Despite these reforms, as of 2005 Macedonia's unemployment rate was 37.2% and as of 2006 its poverty rate was 22%. Macedonia has one of the highest shares of people struggling financially, with 72% of its citizens stating that they could only manage on their household’s income ‘with difficulty’ or ‘with great difficulty', though Macedonia, along with Croatia, was the only country in the Western Balkans to not report an increase in this statistic. Corruption and a relatively ineffective legal system also act as significant restraints on successful economic development. Macedonia still has one of the lowest per capita GDPs in Europe. Furthermore, the country's grey market is estimated at close to 20% of GDP.
In terms of structure, as of 2005 the service sector constituted by far the largest part of GDP at 57.1%, up from 54.2% in 2000. The industrial sector represents 29.3% of GDP, down from 33.7% in 2000 while agriculture represents only 12.9%, up from 12%. Textiles represent the most significant sector for trade, accounting for more than half of total exports. Other important exports include iron, steel, wine and vegetables.
With a GDP per capita of US$9,157 at purchasing power parity and a Human Development Index of 0.701, Macedonia is less developed and has a considerably smaller economy than most of the former Yugoslav states.
According to Eurostat data, Macedonian PPS GDP per capita stood at 36% of the EU average in 2011.
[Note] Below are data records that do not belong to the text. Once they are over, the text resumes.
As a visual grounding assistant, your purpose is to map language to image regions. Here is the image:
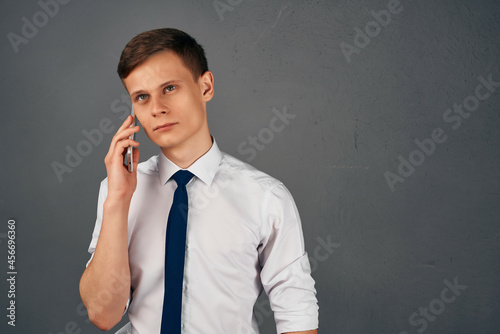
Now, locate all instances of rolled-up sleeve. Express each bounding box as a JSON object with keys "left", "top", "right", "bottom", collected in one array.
[
  {"left": 86, "top": 178, "right": 108, "bottom": 267},
  {"left": 258, "top": 182, "right": 319, "bottom": 333}
]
Infrastructure and e-infrastructureMacedonia (along with Montenegro, Bosnia and Herzegovina and Kosovo) belongs to the less-developed southern region of the former Yugoslavia. It suffered severe economic difficulties after independence, when the Yugoslav internal market collapsed and subsidies from Belgrade ended. In addition, it faced many of the same problems faced by other former socialist East European countries during the transition to a market economy. Its main land and rail exports route, through Serbia, remains unreliable with high transit costs, thereby affecting the export of its formerly highly profitable, early vegetables market to Germany. Macedonia's IT market increased 63.8% year on year in 2007, which is the fastest growing in the Adriatic region.
Trade and investmentThe outbreak of the Yugoslav wars and the imposition of sanctions on Serbia and Montenegro caused great damage to the Republic's economy, with Serbia constituting 60% of its markets before the disintegration of Yugoslavia. When Greece imposed a trade embargo on the Republic in 1994–95, the economy was also affected. Some relief was afforded by the end of the Bosnian war in November 1995 and the lifting of the Greek embargo, but the Kosovo War of 1999 and the 2001 Albanian crisis caused further destabilisation.
Since the end of the Greek embargo, Greece has become the country's most important business partner. (See Greek investments in the Republic of Macedonia.) Many Greek companies have bought former state companies in Macedonia, such as the oil refinery Okta, the baking company Zhito Luks, a marble mine in Prilep, textile facilities in Bitola, etc., and employ 20,000 people. However, local cross-border trade between Greece and the Republic of Macedonia sees thousands of Greek shoppers visiting to purchase cheaper domestic products.
Other key partners are Germany, Italy, the United States, Slovenia, Austria and Turkey.
Tourism is an important part of the economy of the Republic of Macedonia. The country's large abundance of natural and cultural attractions make it an attractive destination of visitors. It receives about 700,000 tourists annually.